Hace muchos años y en Jerusalén recuerdo haber escuchado una clase magnífica del rabí T, oriundo de Africa del Norte y residente, por entonces, en la aldea Bnei Brak. El tema central era el anillo, tabaat en hebreo, una palabra de fascinante sonoridad y llena de claves que, según el maestro, explicarían el por qué los futuros esposos, bajo la jupá, el palio, se intercambian tales joyas de oro. El círculo del anillo es como la circunferencia mágica que el famoso Honi, shamán hebreo del que da cuenta el Talmud, dibujaba en el suelo para atraer la lluvia tras situarse en su interior, gesto que vemos repetirse en otras culturas, en especial en Africa. Eso nos lleva a la idea de fertilidad contenida en el anillo, que no por casualidad incluye otras dos palabras hebreas, teba, naturaleza, y et, tiempo, período.
Cuando el novio y futuro esposo coloca el anillo en el dedo de su mujer, inaugura un tiempo que sacraliza su naturaleza, en ese gesto se compromete a mantener radiante e iluminada su mutua relación y bendice su profunda intimidad. Desde luego es un a priori que los hechos deben corroborar, pues la felicidad o la armonía no son cualidades que se experimenten de una vez para siempre: tienen que buscarse una y otra vez, cultivarse desde el primer momento. Por otra parte y por su cifra, 481, el tabaat o anillo, equivale a la expresión bait guidul adonai, ¡lugar de crecimiento natural del Creador! Algo así como un invernadero sagrado, un sitio protegido de las inclemencias del afuera para desarrollar el adentro. Los que escuchábamos al maestro nos quedamos de una pieza, pues muchos eran ya casados y otros estaban a punto de asumir ese compromiso. Por otra parte, de T, que además de rabino era arquitecto y un famoso erudito, podía esperarse algo así.

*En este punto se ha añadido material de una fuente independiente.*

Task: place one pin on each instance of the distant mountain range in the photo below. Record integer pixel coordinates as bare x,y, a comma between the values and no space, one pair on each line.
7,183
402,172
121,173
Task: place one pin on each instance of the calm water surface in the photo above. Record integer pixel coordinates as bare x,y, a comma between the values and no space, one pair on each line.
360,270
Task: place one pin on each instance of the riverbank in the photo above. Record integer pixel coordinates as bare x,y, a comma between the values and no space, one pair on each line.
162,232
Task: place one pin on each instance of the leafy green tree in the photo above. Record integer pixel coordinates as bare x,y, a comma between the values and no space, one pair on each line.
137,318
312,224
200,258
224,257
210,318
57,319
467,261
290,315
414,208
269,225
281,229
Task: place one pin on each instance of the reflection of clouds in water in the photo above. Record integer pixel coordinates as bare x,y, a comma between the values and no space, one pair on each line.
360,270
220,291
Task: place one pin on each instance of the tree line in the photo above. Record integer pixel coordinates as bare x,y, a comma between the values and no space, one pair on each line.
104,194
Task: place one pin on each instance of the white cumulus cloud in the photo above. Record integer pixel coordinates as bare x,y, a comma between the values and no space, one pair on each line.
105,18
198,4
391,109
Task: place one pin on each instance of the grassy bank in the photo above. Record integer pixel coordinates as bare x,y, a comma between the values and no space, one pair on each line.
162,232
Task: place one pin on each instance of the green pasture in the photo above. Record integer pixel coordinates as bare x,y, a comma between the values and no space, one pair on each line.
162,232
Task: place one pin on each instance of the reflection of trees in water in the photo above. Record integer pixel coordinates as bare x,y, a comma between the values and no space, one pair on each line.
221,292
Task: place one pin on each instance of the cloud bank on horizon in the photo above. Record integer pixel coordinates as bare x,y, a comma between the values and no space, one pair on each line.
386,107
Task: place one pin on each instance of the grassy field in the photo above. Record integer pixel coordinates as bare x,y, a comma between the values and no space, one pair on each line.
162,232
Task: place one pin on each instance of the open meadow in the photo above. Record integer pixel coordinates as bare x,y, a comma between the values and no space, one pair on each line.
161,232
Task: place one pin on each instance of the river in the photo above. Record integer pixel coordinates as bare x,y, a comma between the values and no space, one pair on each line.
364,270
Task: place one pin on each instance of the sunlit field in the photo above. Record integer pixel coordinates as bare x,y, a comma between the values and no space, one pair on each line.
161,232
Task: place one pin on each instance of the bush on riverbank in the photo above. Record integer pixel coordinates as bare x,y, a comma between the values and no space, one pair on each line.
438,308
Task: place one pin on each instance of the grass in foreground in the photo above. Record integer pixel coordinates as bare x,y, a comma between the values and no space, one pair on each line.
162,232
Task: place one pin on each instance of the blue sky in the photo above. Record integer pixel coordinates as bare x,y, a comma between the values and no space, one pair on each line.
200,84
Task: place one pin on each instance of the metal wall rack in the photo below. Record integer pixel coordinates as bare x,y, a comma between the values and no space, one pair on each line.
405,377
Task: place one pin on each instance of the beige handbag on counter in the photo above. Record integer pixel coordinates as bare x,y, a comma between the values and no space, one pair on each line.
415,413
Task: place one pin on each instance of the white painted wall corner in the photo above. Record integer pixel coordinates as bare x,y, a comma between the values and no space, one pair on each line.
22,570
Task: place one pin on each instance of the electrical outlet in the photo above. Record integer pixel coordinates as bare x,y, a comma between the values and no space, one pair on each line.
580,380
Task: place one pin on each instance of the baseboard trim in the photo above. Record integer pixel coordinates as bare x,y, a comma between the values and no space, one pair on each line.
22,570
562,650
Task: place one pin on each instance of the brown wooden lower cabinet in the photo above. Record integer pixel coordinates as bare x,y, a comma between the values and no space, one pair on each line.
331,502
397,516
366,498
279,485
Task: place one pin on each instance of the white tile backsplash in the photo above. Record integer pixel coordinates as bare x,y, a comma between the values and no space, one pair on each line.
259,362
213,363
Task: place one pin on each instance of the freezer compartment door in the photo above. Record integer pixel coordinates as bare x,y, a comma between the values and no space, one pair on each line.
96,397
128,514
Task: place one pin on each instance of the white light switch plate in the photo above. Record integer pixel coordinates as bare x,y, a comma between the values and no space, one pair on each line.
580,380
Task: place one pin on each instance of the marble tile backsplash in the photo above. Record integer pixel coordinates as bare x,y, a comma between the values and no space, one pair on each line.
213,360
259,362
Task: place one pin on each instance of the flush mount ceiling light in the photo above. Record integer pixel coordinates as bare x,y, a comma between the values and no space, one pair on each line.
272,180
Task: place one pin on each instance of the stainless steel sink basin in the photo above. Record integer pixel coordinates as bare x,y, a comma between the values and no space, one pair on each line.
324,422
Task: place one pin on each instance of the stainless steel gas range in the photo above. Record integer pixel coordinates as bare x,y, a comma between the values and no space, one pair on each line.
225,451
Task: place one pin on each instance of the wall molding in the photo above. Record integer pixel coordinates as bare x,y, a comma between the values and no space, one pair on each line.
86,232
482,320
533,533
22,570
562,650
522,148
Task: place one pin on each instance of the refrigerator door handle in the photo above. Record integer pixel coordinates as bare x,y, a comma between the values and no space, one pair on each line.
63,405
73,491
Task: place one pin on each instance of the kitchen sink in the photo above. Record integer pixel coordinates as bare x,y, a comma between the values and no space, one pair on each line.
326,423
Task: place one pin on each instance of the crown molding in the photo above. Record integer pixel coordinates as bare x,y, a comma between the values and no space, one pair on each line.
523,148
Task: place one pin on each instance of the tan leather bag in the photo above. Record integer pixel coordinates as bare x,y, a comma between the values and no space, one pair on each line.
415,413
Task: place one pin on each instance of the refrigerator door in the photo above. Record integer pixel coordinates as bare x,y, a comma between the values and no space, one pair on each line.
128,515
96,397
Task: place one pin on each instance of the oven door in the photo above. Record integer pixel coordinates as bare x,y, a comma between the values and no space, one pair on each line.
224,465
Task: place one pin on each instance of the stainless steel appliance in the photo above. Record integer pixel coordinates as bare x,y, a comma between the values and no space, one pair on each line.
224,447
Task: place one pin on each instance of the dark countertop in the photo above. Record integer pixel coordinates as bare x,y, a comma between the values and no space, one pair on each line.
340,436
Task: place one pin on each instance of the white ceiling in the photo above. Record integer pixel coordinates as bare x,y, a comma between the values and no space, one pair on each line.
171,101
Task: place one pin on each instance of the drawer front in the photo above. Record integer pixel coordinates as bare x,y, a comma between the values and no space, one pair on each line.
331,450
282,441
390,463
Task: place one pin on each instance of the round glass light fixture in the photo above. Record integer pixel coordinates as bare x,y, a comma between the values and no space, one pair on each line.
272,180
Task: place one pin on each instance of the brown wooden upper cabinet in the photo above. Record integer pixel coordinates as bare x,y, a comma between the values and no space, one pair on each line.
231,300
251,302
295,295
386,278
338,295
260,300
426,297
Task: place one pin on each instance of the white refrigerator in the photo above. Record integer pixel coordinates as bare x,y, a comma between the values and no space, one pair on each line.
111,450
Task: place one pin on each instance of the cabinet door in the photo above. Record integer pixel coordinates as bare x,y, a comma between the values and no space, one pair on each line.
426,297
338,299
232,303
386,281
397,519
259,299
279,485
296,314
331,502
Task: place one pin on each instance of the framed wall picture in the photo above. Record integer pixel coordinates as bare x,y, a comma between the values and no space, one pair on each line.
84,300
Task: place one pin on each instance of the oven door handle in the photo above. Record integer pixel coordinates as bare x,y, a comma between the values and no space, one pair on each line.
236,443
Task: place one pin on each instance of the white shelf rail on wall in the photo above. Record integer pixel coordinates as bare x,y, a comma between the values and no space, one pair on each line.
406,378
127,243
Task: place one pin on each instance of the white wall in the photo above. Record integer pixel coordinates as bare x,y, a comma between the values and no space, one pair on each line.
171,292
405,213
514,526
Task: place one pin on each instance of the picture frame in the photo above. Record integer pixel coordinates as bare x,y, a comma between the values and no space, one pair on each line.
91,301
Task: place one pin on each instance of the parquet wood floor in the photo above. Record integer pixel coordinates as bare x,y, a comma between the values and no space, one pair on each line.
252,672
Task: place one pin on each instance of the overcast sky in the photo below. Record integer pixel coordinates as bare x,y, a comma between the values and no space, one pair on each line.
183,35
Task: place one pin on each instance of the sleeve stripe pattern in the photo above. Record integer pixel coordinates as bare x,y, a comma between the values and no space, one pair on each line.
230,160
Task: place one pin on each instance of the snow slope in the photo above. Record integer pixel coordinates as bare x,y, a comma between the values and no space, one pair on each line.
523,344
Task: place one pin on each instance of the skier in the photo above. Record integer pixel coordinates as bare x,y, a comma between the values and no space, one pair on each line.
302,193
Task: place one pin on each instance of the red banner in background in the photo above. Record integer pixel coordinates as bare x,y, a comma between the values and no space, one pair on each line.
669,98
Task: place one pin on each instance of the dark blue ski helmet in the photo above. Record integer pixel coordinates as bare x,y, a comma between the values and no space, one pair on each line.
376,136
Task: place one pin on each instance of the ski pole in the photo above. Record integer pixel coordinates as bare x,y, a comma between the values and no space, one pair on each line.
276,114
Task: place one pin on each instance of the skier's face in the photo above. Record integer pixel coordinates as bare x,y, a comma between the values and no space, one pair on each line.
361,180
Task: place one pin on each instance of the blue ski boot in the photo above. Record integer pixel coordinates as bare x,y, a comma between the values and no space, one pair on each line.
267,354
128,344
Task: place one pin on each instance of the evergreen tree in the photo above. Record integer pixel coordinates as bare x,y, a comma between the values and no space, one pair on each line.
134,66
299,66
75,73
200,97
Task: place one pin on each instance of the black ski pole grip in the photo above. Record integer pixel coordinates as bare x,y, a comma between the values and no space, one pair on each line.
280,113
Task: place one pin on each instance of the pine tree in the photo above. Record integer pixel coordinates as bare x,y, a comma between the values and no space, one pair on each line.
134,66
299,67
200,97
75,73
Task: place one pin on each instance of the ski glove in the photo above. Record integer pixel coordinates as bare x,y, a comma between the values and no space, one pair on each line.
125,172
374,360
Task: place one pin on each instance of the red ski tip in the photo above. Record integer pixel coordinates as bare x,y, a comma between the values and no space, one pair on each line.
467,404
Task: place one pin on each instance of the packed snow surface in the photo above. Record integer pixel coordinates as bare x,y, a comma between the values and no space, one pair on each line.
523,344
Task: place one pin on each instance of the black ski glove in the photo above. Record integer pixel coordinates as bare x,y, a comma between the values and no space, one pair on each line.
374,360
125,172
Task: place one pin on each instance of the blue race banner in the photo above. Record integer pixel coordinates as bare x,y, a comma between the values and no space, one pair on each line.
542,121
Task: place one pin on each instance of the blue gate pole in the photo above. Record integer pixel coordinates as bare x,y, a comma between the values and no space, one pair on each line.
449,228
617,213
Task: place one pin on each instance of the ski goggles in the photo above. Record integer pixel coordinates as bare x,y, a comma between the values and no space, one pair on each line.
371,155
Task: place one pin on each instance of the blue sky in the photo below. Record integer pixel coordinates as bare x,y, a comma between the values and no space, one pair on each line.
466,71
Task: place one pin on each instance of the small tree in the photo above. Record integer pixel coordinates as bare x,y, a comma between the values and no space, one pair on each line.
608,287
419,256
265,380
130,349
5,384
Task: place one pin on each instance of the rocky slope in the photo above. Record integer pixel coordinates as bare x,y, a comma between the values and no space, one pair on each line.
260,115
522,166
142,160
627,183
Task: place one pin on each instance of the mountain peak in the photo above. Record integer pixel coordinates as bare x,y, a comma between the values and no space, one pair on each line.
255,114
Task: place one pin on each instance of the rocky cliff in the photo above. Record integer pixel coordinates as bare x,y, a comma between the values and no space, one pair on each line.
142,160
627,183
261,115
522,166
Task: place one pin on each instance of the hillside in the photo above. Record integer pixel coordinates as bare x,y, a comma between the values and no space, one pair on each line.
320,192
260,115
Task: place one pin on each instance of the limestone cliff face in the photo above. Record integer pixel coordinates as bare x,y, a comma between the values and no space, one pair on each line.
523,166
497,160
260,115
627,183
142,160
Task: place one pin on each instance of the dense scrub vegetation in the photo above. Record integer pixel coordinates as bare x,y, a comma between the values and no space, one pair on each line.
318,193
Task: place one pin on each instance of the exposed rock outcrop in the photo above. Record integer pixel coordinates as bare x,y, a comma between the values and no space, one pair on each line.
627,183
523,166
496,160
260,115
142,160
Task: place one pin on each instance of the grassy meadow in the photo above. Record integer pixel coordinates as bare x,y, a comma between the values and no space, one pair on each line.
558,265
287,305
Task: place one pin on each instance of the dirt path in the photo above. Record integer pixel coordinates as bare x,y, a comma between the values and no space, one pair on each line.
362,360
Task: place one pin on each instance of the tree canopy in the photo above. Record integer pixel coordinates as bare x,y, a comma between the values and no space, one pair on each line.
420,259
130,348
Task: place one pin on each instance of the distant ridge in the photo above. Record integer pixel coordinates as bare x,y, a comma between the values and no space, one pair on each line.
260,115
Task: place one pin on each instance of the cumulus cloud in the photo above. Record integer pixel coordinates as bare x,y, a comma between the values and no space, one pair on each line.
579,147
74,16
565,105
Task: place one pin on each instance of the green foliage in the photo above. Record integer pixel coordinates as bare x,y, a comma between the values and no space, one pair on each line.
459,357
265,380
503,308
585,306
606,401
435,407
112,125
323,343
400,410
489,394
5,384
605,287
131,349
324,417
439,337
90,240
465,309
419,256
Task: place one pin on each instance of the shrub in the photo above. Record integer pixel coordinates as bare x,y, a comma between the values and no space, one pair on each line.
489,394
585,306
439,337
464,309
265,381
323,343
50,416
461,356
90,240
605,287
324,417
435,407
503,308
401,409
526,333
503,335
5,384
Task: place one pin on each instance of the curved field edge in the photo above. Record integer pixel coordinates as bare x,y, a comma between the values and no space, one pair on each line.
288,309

Resulta curioso que entre los objetos de valor arqueológico que se encuentran en Jerusalén y sus inmediaciones sean bastante comunes los anillos. O los dedos humanos adelgazan de pronto y los dejan caer, o bien se extravían y pierden en los cambios de ropa y, sobre todo, en los traslados. Recuerdo al respecto un anillo del Rambán, en el que estaba escrito ha-gerundí, o sea de Girona, la ciudad catalana de la que procedía el famoso maestro, Una joya hallada hace algunas décadas en Israel y que confirma un supuesto viaje del kabalista a Tierra Santa. Los reyes y aristócratas tenían anillos de sello. Unos pueblos lo suelen llevar, al anillo, en la mano izquierda y otros en la derecha, algunas mujeres en el dedo anular o medio, otras en el meñique. También sobre esas costumbres podrían inferirse datos significativos.
Aquella noche, en Jerusalén, me fui a dormir con el sentimiento de que en un gran maestro es, sobre todo, alguien que nos ´´hace ver´´, en un objeto, un lugar o una persona, algo con lo que convivíamos y a lo que no concedíamos importancia. Como un anillo es continuo, y no tiene, en realidad, principio ni fin, si le damos vuelta al valor de tabaat , 184, nos topamos con la palabra hebrea bitzbetz, que significa brotar, germinar, de donde tenía razón el rabí respecto de las virtudes fertilizantes del anillo de bodas. Un buen símbolo, sin duda, que rubrica un amor pero no nos garantiza de ningún modo su continuidad, pues somos nosotros quienes debemos descubrir, en algún momento de nuestra existencia, que lo verdaderamente valioso no tiene principio ni fin. Siempre estuvo allí para ser descubierto. Desde antiguo el anillo ha sido mucho que una joya un modelo de lo que nos rodea e incluye.